HwPic is a tutoring service that allows students to take send pictures of their homework to tutors, who will then respond within minutes to your questions with a step-by-step solution. There’s even an option to expedite the answers if a student is in a hurry. HwPic Co-Founder Tiklat Issa said that the app was initially rejected by Apple’s App Store, which believed it would promote cheating, but he successfully argued that just because someone uses the app in a way that it’s not meant to be used doesn’t mean the app should be punished.

Issa added that HwPic prohibits cheating in its terms and conditions. Tutors don’t solve homework that has words like “Quiz” or “Exam,” and they often know if a student is sending a photo during a test if they’ve paid for expedited answers, and if the photo is dim, blurry and taken under a desk. “We’ve minimized cheating,” said Issa. “We haven’t eliminated it. That’s kind of unrealistic.”

Wolfram Alpha

Price: $2.99
Availability: iOS and Android

Wolfram Alpha is similar to PhotoMath, only that it targets older students studying high levels of math and doesn’t support photos. The service also outputs step-by-step solutions to topics as advanced as vector calculus and differential equations, making it a popular tool for college students.

“It’s cheating not doing computer-based math, because we’re cheating students out of real conceptual understanding and an ability to drive much further forward in the math they can do, to cover much more conceptual ground. And in turn, that’s cheating our economies,” said Conrad Wolfram, Wolfram Research’s Director of Strategic Development, in a TEDx Talk. “People talk about the knowledge economy. I think we’re moving forward to what we’re calling the computational knowledge economy.”

Homework Helper

Price: Free
Availability: iOS and Android

Chinese Internet search company Baidu launched an app called Homework Helper this year with which students can crowdsource help or answers to homework. Users post a picture or type their homework questions onto online forums, and those who answer the questions can win e-coins that can be used to buy electronics like iPhones and laptops.

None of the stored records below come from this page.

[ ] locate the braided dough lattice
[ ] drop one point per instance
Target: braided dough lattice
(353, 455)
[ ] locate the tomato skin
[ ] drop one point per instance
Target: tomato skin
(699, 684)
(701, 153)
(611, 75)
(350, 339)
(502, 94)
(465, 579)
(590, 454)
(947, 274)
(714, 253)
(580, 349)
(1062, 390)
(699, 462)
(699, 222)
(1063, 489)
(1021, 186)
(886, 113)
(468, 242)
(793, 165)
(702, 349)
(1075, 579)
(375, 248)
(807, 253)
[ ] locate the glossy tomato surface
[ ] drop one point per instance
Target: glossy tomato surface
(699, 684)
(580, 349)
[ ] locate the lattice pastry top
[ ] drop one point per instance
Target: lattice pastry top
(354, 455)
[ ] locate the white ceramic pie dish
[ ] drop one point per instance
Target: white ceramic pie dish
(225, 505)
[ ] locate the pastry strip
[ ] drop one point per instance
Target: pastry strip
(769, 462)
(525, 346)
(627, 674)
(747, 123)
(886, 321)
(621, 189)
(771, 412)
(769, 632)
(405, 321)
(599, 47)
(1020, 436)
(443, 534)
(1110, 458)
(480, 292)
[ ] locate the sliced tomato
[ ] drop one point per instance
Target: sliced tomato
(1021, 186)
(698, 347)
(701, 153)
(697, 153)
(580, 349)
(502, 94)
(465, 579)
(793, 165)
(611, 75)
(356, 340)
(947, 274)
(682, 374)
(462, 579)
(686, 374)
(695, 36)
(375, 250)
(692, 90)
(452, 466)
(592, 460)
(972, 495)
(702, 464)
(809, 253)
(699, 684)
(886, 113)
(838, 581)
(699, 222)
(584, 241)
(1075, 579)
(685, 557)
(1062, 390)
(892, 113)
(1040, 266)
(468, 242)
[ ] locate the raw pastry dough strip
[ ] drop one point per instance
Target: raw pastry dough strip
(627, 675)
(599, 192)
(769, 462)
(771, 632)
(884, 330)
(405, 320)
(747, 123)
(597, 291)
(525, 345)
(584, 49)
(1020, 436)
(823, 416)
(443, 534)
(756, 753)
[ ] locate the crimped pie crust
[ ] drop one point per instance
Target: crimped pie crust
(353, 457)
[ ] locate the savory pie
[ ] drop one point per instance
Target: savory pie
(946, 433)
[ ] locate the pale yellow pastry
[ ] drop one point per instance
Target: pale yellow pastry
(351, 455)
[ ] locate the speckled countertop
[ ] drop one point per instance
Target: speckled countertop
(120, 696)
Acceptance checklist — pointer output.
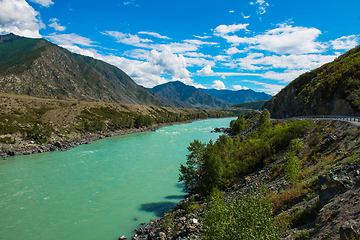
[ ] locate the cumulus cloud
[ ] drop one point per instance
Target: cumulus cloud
(289, 39)
(170, 63)
(290, 62)
(18, 17)
(266, 87)
(284, 39)
(239, 87)
(233, 50)
(70, 40)
(218, 85)
(202, 37)
(45, 3)
(222, 30)
(346, 42)
(56, 25)
(262, 6)
(127, 38)
(205, 71)
(244, 16)
(154, 34)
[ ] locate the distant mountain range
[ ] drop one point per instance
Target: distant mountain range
(239, 96)
(191, 97)
(36, 67)
(185, 96)
(39, 68)
(332, 89)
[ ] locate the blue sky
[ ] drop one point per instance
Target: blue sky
(224, 44)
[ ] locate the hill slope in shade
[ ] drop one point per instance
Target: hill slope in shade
(36, 67)
(188, 96)
(332, 89)
(240, 96)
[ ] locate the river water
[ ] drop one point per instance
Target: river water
(97, 191)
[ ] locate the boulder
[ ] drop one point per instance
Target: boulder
(350, 230)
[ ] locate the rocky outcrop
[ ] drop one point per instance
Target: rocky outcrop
(331, 89)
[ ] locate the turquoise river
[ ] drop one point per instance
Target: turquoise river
(99, 191)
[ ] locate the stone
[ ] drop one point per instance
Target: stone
(350, 230)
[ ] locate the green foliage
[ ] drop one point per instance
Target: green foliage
(250, 105)
(219, 164)
(39, 133)
(168, 220)
(293, 165)
(191, 206)
(238, 125)
(143, 121)
(190, 173)
(241, 218)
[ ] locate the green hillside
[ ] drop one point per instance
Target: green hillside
(332, 89)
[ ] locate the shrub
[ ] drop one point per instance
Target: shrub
(242, 218)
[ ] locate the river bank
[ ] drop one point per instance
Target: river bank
(30, 147)
(327, 207)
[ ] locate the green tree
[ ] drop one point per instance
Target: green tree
(238, 125)
(264, 120)
(241, 218)
(190, 173)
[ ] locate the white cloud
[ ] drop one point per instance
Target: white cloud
(290, 62)
(285, 39)
(285, 77)
(199, 42)
(238, 87)
(170, 63)
(45, 3)
(127, 38)
(18, 17)
(56, 25)
(233, 50)
(154, 34)
(266, 87)
(245, 17)
(222, 30)
(206, 71)
(262, 6)
(217, 84)
(346, 42)
(289, 39)
(70, 40)
(202, 37)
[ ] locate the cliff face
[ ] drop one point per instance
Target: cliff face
(48, 71)
(333, 89)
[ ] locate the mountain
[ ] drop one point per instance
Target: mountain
(332, 89)
(186, 96)
(240, 96)
(39, 68)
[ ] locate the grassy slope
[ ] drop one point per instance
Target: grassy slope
(19, 114)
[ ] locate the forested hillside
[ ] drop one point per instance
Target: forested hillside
(332, 89)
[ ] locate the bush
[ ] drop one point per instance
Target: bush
(242, 218)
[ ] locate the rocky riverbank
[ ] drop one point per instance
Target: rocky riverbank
(328, 209)
(30, 147)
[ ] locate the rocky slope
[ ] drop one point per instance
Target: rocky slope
(36, 67)
(332, 89)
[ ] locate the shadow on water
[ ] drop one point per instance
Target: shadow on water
(179, 197)
(158, 208)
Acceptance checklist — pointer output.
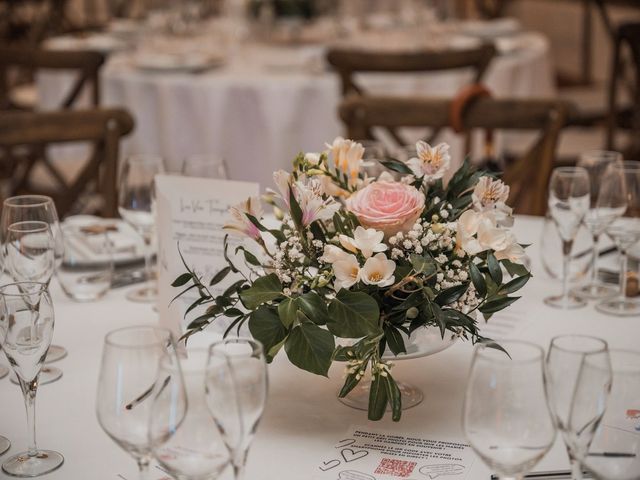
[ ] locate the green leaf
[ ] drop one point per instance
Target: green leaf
(478, 279)
(395, 398)
(497, 305)
(310, 348)
(425, 265)
(264, 289)
(287, 311)
(182, 280)
(394, 340)
(266, 327)
(515, 284)
(494, 268)
(450, 295)
(314, 307)
(218, 277)
(378, 398)
(353, 315)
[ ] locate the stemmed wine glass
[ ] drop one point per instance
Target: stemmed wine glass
(614, 453)
(26, 329)
(598, 217)
(136, 205)
(505, 416)
(205, 166)
(621, 185)
(568, 203)
(185, 441)
(564, 364)
(41, 208)
(30, 257)
(236, 392)
(128, 375)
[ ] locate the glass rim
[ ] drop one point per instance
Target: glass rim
(14, 201)
(539, 355)
(108, 338)
(43, 226)
(256, 346)
(43, 288)
(605, 345)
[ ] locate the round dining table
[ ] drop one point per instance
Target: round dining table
(260, 104)
(303, 417)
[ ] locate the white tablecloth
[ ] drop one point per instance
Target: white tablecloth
(265, 106)
(303, 417)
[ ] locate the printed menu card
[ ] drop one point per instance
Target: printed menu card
(370, 454)
(190, 215)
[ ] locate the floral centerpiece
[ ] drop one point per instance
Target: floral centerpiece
(366, 259)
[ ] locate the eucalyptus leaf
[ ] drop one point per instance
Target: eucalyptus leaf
(310, 348)
(264, 289)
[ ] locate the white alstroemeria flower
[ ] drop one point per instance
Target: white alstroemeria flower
(312, 203)
(347, 272)
(378, 270)
(513, 251)
(332, 254)
(432, 162)
(347, 157)
(367, 240)
(240, 224)
(491, 195)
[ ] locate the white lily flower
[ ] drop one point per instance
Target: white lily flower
(378, 270)
(431, 163)
(347, 272)
(367, 240)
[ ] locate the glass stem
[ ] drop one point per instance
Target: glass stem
(566, 257)
(623, 273)
(594, 260)
(29, 392)
(143, 468)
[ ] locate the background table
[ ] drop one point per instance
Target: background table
(269, 103)
(303, 418)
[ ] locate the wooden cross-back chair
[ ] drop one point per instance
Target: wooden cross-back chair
(348, 63)
(86, 65)
(527, 176)
(24, 135)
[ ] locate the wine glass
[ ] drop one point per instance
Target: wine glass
(128, 375)
(564, 362)
(136, 205)
(614, 453)
(236, 391)
(41, 208)
(30, 257)
(205, 166)
(506, 417)
(598, 217)
(621, 185)
(568, 204)
(26, 329)
(185, 441)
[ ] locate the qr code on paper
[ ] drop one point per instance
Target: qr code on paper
(397, 468)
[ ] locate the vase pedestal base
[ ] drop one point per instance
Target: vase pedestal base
(359, 397)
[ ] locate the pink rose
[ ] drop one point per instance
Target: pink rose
(387, 206)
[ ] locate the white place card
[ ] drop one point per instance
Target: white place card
(370, 454)
(190, 215)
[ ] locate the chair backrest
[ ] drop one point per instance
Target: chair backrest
(528, 176)
(627, 36)
(24, 137)
(86, 64)
(348, 62)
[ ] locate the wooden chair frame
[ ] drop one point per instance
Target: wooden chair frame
(528, 176)
(24, 136)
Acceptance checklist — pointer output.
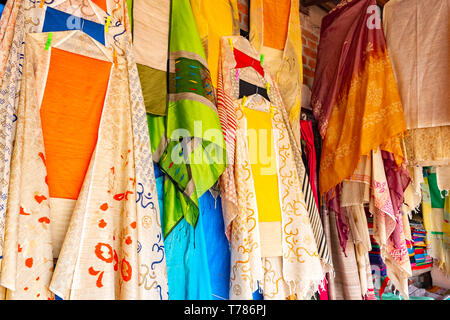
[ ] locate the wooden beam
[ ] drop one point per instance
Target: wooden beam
(308, 3)
(328, 3)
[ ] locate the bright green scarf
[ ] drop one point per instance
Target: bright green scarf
(192, 149)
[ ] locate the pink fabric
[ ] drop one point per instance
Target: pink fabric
(398, 180)
(308, 136)
(334, 204)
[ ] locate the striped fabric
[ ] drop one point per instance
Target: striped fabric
(227, 118)
(316, 223)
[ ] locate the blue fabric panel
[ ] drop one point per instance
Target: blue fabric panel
(216, 246)
(56, 20)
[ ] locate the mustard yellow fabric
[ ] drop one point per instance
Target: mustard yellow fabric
(214, 20)
(263, 164)
(286, 65)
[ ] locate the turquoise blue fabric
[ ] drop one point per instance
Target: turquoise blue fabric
(56, 20)
(217, 247)
(198, 260)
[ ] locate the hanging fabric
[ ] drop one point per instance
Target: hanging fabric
(146, 228)
(296, 265)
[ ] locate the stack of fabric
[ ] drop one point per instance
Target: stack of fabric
(420, 259)
(377, 265)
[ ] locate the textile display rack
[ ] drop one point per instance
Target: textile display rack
(224, 150)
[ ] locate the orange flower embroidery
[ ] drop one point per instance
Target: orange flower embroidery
(121, 196)
(93, 272)
(102, 223)
(44, 220)
(125, 270)
(39, 199)
(99, 252)
(116, 261)
(21, 211)
(41, 155)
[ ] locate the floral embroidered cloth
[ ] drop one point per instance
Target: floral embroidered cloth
(298, 272)
(153, 282)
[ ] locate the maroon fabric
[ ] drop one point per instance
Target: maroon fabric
(398, 180)
(340, 54)
(243, 60)
(308, 136)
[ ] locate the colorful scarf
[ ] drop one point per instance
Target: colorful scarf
(215, 19)
(151, 35)
(354, 92)
(148, 229)
(436, 217)
(275, 33)
(30, 11)
(192, 151)
(299, 264)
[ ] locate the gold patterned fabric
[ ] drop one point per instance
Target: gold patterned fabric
(300, 270)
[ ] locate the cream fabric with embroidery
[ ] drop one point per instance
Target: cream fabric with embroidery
(100, 257)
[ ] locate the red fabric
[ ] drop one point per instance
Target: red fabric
(243, 60)
(308, 136)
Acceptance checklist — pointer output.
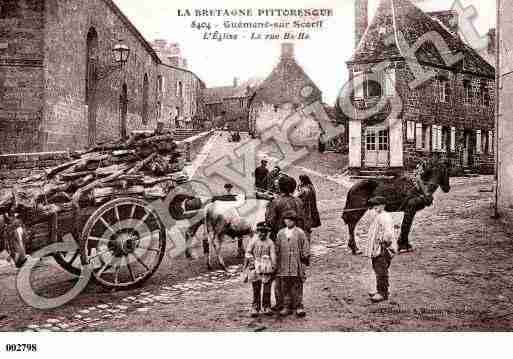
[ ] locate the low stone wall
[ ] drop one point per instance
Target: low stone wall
(20, 165)
(194, 144)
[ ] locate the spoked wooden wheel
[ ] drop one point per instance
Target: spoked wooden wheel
(69, 261)
(124, 241)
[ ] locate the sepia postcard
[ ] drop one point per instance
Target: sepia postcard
(313, 166)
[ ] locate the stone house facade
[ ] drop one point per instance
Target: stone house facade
(56, 90)
(229, 105)
(407, 105)
(283, 95)
(505, 113)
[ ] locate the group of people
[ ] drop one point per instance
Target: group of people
(281, 250)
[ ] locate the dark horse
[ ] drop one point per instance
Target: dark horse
(402, 194)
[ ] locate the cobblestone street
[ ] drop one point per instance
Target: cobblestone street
(458, 278)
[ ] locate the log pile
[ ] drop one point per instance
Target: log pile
(147, 165)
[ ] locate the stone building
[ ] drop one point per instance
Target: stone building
(58, 88)
(284, 93)
(505, 112)
(418, 89)
(229, 105)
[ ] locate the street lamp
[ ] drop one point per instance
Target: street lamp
(121, 53)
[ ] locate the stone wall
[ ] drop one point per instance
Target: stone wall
(21, 74)
(421, 106)
(43, 61)
(265, 116)
(21, 165)
(505, 130)
(67, 24)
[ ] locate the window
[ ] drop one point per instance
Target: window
(368, 85)
(453, 139)
(179, 89)
(160, 84)
(358, 85)
(410, 130)
(467, 91)
(446, 139)
(485, 94)
(442, 90)
(370, 140)
(145, 100)
(422, 137)
(484, 142)
(159, 109)
(478, 141)
(436, 138)
(389, 82)
(373, 85)
(383, 140)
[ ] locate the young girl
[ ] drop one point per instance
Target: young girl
(381, 233)
(259, 264)
(293, 253)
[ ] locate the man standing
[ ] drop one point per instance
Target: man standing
(261, 174)
(274, 216)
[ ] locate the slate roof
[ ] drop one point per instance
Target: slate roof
(285, 84)
(403, 24)
(218, 94)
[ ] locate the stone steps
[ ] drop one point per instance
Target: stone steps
(184, 133)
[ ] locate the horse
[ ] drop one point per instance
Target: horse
(402, 195)
(222, 218)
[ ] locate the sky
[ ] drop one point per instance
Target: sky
(323, 56)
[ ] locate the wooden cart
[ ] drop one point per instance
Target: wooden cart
(123, 238)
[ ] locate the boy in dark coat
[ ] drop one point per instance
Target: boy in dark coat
(292, 253)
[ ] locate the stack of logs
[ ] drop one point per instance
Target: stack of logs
(147, 165)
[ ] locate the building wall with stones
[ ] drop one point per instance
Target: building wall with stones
(21, 74)
(421, 105)
(51, 105)
(505, 115)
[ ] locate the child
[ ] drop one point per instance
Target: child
(381, 233)
(293, 252)
(260, 262)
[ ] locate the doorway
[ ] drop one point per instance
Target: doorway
(376, 146)
(123, 111)
(91, 81)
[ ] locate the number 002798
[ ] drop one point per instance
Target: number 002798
(21, 347)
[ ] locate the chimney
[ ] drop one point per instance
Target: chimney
(491, 42)
(361, 15)
(448, 18)
(174, 61)
(287, 50)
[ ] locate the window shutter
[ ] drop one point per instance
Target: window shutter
(478, 141)
(418, 130)
(390, 82)
(453, 139)
(358, 83)
(410, 130)
(434, 138)
(440, 134)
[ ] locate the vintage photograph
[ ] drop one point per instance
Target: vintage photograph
(255, 166)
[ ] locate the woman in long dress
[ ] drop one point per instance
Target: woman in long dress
(307, 194)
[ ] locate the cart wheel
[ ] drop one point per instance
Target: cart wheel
(69, 261)
(124, 240)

The app has logged 5 million downloads, much to the dismay of many some parents who argue that the students spend less time thinking about challenging problems. A Homework Helper staffer admitted to Quartz, “I think this is a kind of cheating.”

Slader

Price: Free, but some homework services require payment
Availability:
iOS

Slader is a crowdsourcing app for high school and college students to post and answer questions in math and science. While students can post original homework for help, many questions in popular textbooks have already been answered on the app, according to Fast Company. An Illinois high school said earlier this year that it suspected students were using the service to cheat on their math homework.

Slader argues that it’s “challenging traditional ideas about math and education,” and said that the ideas behind its app “aren’t a write-off to teachers,” according to its blog. Slader told San Francisco media outlet KQED that it shouldn’t be dismissed as a cheating tool, but rather considered a way for students to access real-time help.